A study on Dahlia pinnata showed that this D. pinnata was able to accumulate high levels of arsenic from the soil through its roots.

== Cultivation ==
Used as an ornamental plant, and was cultivated by the Aztecs before the discovery of America, and was introduced to Spain in 1798. Modern dahlias are often the product of hybridisation between D. pinnata and D. coccinea. As cut flowers, dahlias have a long lifespan.

Besides being used for their outside appearance, dahlias tend to be used for their medicinal properties as well. According to Glenn Ross Whitley, this plant's roots contain some inulin and the tubers have "antibiotic compounds concentrated in [their] skin". This apparently contributed to the status of the plant as an "important root crop and medicinal plant among the pre-Columbian Indians of central Mexico, Yucatan and Guatemala".

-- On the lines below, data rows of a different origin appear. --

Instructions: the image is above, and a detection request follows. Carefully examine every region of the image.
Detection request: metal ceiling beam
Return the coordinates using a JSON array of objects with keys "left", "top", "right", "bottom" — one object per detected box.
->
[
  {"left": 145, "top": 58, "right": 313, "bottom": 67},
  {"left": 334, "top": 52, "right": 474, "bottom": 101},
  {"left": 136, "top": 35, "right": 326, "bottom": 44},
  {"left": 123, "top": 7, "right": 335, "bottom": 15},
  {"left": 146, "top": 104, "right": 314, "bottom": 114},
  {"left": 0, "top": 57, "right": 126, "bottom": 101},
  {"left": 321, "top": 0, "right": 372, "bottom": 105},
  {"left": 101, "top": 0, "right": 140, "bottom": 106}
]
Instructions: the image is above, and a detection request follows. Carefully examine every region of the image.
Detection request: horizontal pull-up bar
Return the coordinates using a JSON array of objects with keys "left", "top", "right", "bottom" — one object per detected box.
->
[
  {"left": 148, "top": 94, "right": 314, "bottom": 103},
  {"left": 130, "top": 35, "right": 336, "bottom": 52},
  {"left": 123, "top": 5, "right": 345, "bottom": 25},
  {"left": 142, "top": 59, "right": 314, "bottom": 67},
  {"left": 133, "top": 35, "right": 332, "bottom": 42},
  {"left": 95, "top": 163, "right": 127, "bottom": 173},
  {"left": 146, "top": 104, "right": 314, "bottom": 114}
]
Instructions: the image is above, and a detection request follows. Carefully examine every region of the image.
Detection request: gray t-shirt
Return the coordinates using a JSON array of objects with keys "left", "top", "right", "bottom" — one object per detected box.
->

Dahlias prefer rich soil (pH level estimated at around 6.5–7.5) with enough organic matter. The roots must be kept moist since they are very shallow rooted which means they usually become dry fairly frequently and quickly. They bloom around mid-summer through the beginning of winter, they are able to survive a light frost, but anything colder/harsher than that, they will not be able to keep thriving. When the harsh weather of winter is approaching, the dahlias should be dug up and stored in a safer place for them.

Many dahlia pinnata types can grow from seeds but more often they are cultivated by division of the tuberous roots or by stem cuttings. Providing the flower with some kind of plant food (mulch, growing media, nutrient food, etc.) can really make the dahlia healthier and more likely to survive.

== Uses ==
The plant's phytostabilization properties regarding arsenic could lower the risk of the harmful carcinogen to humans.